CONCLUSION: A competency-based training curriculum for novice laparoscopic surgeons has been defined. This can serve to ensure that junior trainees have acquired prerequisite levels of skill prior to entering the operating room, and put them directly into practice.
Development of a valid, cost-effective laparoscopic training program.
Adrales GL, Chu UB, Hoskins JD, Witzke DB, Park AE
Am J Surg. 2004 Feb;187(2):157-63
BACKGROUND: Practical programs for training and evaluating surgeons in laparoscopy are needed to keep pace with demand for minimally invasive surgery.

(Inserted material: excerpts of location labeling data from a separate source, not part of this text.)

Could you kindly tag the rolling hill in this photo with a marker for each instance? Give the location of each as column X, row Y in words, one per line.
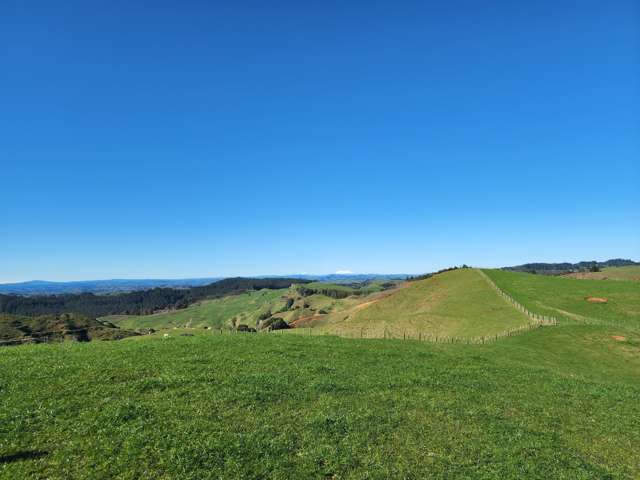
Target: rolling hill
column 574, row 300
column 457, row 303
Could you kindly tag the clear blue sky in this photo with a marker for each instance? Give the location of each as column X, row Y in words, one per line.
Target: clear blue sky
column 198, row 138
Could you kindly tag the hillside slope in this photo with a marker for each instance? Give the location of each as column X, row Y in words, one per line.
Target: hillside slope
column 574, row 300
column 458, row 303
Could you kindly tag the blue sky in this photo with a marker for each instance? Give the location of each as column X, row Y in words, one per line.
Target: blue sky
column 181, row 139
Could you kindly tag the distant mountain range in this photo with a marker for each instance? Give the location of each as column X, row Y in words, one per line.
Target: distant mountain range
column 104, row 287
column 42, row 287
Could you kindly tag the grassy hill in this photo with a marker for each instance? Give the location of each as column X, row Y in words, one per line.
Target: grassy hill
column 569, row 299
column 628, row 272
column 458, row 303
column 558, row 402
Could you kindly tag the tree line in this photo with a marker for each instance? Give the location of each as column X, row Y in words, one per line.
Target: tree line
column 143, row 302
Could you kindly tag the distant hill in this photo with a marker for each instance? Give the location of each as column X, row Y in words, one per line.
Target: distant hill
column 563, row 268
column 135, row 303
column 104, row 287
column 42, row 287
column 16, row 329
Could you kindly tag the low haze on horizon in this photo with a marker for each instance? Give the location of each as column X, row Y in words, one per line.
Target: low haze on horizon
column 235, row 139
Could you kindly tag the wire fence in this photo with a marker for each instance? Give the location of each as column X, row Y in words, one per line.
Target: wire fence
column 535, row 317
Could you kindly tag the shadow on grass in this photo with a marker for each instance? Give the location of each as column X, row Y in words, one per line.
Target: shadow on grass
column 24, row 455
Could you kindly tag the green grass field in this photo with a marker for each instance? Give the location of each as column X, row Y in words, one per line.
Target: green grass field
column 459, row 303
column 557, row 402
column 566, row 298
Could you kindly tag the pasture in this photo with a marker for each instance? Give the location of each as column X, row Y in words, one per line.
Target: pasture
column 558, row 402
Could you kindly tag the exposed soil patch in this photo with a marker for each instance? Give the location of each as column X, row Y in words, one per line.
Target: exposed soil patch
column 596, row 300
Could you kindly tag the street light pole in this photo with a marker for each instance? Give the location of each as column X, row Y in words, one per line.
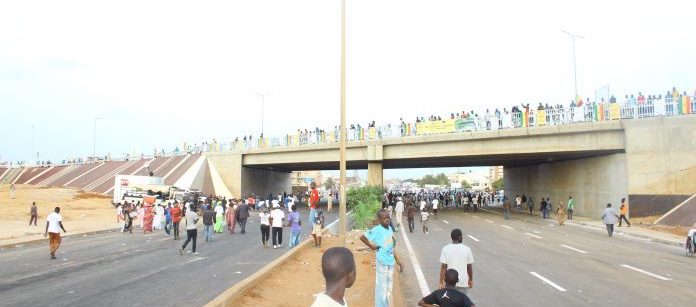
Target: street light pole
column 342, row 223
column 573, row 37
column 263, row 104
column 94, row 140
column 33, row 143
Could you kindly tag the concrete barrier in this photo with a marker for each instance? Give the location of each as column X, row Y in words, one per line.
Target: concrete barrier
column 234, row 294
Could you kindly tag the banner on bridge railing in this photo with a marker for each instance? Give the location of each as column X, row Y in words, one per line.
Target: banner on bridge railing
column 446, row 126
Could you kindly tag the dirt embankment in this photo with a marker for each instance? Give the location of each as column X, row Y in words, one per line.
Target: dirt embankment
column 82, row 212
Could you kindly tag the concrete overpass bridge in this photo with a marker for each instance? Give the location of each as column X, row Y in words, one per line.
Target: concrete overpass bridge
column 596, row 163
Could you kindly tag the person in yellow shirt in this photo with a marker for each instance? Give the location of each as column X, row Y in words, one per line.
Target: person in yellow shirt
column 623, row 210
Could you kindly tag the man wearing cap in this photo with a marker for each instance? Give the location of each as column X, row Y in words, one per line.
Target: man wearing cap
column 399, row 211
column 242, row 215
column 277, row 217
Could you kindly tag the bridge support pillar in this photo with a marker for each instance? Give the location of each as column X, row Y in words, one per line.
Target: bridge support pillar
column 228, row 176
column 375, row 174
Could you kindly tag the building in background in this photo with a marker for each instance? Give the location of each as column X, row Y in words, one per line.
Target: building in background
column 477, row 180
column 495, row 172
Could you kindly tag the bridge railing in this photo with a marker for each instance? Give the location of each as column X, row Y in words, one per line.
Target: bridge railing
column 525, row 118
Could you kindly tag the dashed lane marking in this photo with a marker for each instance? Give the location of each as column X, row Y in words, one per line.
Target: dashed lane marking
column 416, row 266
column 645, row 272
column 548, row 282
column 193, row 260
column 574, row 249
column 491, row 211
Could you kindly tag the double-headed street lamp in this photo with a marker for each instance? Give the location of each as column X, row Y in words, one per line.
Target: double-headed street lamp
column 94, row 141
column 574, row 37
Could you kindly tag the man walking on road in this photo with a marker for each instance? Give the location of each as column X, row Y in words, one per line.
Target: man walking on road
column 411, row 216
column 191, row 231
column 208, row 221
column 277, row 217
column 399, row 212
column 609, row 218
column 176, row 219
column 459, row 257
column 447, row 296
column 242, row 215
column 381, row 239
column 570, row 207
column 313, row 201
column 624, row 212
column 34, row 214
column 54, row 223
column 506, row 207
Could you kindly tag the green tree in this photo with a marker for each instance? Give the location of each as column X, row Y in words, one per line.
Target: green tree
column 329, row 184
column 498, row 184
column 365, row 202
column 465, row 184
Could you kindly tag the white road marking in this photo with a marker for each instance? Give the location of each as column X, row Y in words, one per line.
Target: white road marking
column 547, row 281
column 193, row 260
column 416, row 266
column 645, row 272
column 575, row 249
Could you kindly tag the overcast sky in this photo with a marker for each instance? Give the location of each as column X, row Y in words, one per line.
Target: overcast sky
column 162, row 73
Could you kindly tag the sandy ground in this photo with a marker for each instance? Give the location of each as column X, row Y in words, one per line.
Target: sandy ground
column 82, row 212
column 647, row 222
column 296, row 283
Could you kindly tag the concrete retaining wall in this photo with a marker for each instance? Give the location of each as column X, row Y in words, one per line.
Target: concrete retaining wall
column 593, row 182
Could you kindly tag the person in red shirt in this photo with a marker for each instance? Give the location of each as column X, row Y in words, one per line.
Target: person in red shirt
column 313, row 202
column 176, row 218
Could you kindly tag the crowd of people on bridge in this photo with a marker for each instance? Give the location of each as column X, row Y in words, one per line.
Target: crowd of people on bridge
column 519, row 115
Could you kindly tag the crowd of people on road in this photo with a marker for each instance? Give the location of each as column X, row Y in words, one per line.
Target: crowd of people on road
column 220, row 214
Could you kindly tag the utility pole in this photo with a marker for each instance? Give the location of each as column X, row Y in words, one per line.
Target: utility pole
column 342, row 223
column 94, row 140
column 574, row 37
column 263, row 106
column 33, row 144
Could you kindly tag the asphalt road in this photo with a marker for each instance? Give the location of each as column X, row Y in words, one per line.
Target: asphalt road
column 586, row 266
column 117, row 269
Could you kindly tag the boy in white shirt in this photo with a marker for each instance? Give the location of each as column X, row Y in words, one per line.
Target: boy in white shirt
column 54, row 223
column 424, row 220
column 338, row 268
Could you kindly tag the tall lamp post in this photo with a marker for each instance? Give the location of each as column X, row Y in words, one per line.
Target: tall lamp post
column 574, row 37
column 94, row 140
column 342, row 224
column 263, row 104
column 33, row 143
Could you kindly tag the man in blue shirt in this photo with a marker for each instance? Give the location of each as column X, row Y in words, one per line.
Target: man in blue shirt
column 381, row 239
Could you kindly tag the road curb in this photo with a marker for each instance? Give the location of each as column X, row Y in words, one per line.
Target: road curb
column 34, row 241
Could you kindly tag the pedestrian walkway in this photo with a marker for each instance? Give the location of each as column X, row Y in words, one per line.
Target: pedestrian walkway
column 636, row 231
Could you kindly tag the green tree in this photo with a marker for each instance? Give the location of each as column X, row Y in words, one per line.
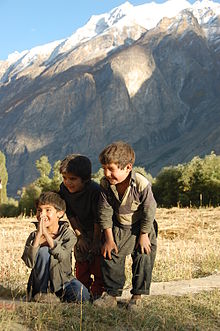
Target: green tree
column 3, row 178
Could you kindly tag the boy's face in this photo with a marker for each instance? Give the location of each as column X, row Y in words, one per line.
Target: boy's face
column 49, row 214
column 73, row 183
column 114, row 174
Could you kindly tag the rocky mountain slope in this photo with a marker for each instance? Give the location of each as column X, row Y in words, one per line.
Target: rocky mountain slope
column 157, row 87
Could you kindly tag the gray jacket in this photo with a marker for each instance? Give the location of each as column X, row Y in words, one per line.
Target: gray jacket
column 61, row 256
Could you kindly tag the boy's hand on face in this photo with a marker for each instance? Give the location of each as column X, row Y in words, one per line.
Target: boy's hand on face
column 107, row 248
column 144, row 243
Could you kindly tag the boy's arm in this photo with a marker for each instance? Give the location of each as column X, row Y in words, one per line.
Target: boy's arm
column 149, row 209
column 30, row 251
column 109, row 244
column 105, row 221
column 62, row 249
column 81, row 243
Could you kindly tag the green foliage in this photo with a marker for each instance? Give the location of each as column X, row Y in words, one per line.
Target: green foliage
column 196, row 183
column 41, row 184
column 43, row 166
column 4, row 179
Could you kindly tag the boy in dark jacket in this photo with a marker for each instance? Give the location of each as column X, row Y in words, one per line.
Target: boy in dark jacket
column 48, row 251
column 81, row 195
column 127, row 209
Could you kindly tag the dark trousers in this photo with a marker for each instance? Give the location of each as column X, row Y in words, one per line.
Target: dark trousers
column 84, row 271
column 113, row 270
column 39, row 282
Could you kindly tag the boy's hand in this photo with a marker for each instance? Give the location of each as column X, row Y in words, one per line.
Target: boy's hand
column 144, row 243
column 95, row 248
column 107, row 248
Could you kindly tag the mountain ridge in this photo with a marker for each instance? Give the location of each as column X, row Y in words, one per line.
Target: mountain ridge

METHODS: At the University of Kentucky five inexpensive simulations have been developed to train and assess surgical residents. Residents are videotaped performing laparoscopic procedures on models. Five surgeons assess the taped performances on 4 global skills.
RESULTS: Creating mechanical models reduces training costs. Trainees agreed procedures were well represented by the simulations. Blinded assessment of performances showed high interrater agreement and correlated with the trainees’ level of experience. Nonclinician evaluations on checklists correlated with evaluations by surgeons.
CONCLUSIONS: Inexpensive simulations of laparoscopic appendectomy, cholecystectomy, inguinal herniorrhaphy, bowel enterotomy, and splenectomy enable surgical residents to practice laparoscopic skills safely. Obtaining masked, objective, and independent evaluations of basic skills in laparoscopic surgery can assist in reliable assessment of surgical trainees. The simulations described can anchor an innovative educational program during residency for training and assessment.
Completion of a novel, virtual-reality-based, advanced laparoscopic curriculum improves advanced laparoscopic skills in senior residents.
Panait L, Hogle NJ, Fowler DL, Bell RL, Roberts KE, Duffy AJ.
J Surg Educ. 2011 Mar-Apr;68(2), p121-5.
INTRODUCTION: Virtual reality simulators contribute to basic laparoscopic skill acquisition. These trainers have not yet been shown to contribute to the acquisition of more advanced laparoscopic skills as measured by the Fundamentals of Laparoscopic Surgery (FLS). We have customized novel basic and advanced curricula for the LapSim trainer (Surgical Science, Göteborg, Sweden). Successful completion of these programs is required of our residents. We hypothesize that the successful completion of our advanced curriculum will result in the significant improvement of our residents’ advanced laparoscopic skills as measured by the FLS skills scores.
METHODS: In all, 23 surgical residents (PGY 1-4), who had already passed our basic skills curriculum, completed our advanced LapSim curriculum. All individuals underwent FLS skills testing before and after completing the training. Laparoscopic case experience during the training period was documented for all trainees. FLS scores were analyzed by t test and controlled for case experience.
RESULTS: Posttraining FLS scores demonstrate a significant increase for all residents from a mean of 57-66 (p < 0.02), especially for seniors (PGY 3-4): 56-68 (p < 0.01). The operative laparoscopic case volume ranged from 1-90 (mean, 30) for juniors (PGY 1-2) and 12-76 (mean 50) for seniors during the training period. Junior resident FLS improvement was dependent on case volume during the period of training; residents with less than 30 cases had a mean improvement of 0, whereas those with at least 30 cases had a 15 point improvement (p < 0.01). Senior resident FLS score improvement was independent of case numbers during the training period.
CONCLUSIONS: Completion of our advanced LapSim curriculum results in improved advanced laparoscopic skills in senior residents as measured by FLS scores. This skill improvement is independent of laparoscopic case experience. Continuing to mandate the use of this skills curriculum should improve our residents’ performance in advanced laparoscopic surgical procedures.